A declinação que Foucault propõe a genealogia filosófica de Nietzsche nos parece poder ser compreendida como uma recusa em tomar a teoria da vontade de potência como um absoluto, tal como proposto por Nietzsche (ZA/ZA II “Da superação de si” e JGB/BM §36)25,

como observa Veyne, ainda que Foucault assuma as concepções nietzschiana de que o sujeito, o objeto e o conhecimento legítimo sejam constructos históricos, não concorda em fazer da ilusão, ou qualquer outro atributo, uma das condições da existência humana, Foucault, nas palavras de Veyne, “[...] não generaliza, tampouco faz metafisica, nem mesmo a da vontade de potência” (P. VEYNE, 2011, p.165). Dentro de seus interesses “políticos” Foucault especifica o âmbito das relações políticas como local nevrálgico para melhor entendermos como as relações de poder produzem a veracidade do conhecimento e com ela o sujeito que sabe, não é discutindo, portanto, a capacidade ou insuficiência cognoscente do ser humano que compreenderemos como se dá a legitimação do conhecimento e sim que, é nos embates políticos e seus desfechos que melhor se “[...] savoir ce qu`ele est, l`apprehender dans as racine, dans sa fabrication[...] (FOUCAULT, [Fr. 1971] 2012, p. 1017-1018). É tangindo os questionamentos de Nietzsche sobre a constituição sempre agônica do sujeito e do conhecimento humano, que tem como pressuposto a teoria da vontade de potência, é desconsiderando o caráter absoluto que essa teoria tem no pensamento de Nietzsche e enquadrando esses questionamentos nos embates políticos ou da “vida publica” que Foucault fará da genealogia seu instrumental conceitual.

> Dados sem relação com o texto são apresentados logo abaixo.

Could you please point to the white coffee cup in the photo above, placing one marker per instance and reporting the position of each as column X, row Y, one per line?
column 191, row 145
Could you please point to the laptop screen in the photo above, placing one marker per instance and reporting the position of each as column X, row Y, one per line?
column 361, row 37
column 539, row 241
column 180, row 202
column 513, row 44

Desse enquadramento dos questionamentos genealógicos de Nietzsche foi possível afrontar todo fatalismo humano e reconhecer na luta insone e não na paz perpetua, o mote da liberdade. No circulo encantado entre vontade de saber e vontade de potência do qual parecia não haver saída para as sujeições dos sujeitos tornou-se factível craveja a revolta frente ao instituído incomodo, ao estabelecido opressor, ao vigente arrefecedor. Mas nada muito fácil, como a própria política escrachadamente nos mostra: a luta não tem fim.

25 Sobre o caráter absoluto da vontade de potência e a implicação para a genealogia ver S. Marton (2010) A

Constituição Cosmológica: vontade de potência, vida e forças (Capitulo I), pag. 40 a 79. E ainda, nas palavras de S. Marton (2010, p. 104), “Moral, política, religião, ciência, arte, filosofia, qualquer apreciação de qualquer ordem deve ser submetida a um exame, deve passar pelo crivo da vida. E vida é vontade de potência. Assim, em última analise, pode-se dizer que genealogia repousa numa cosmologia”.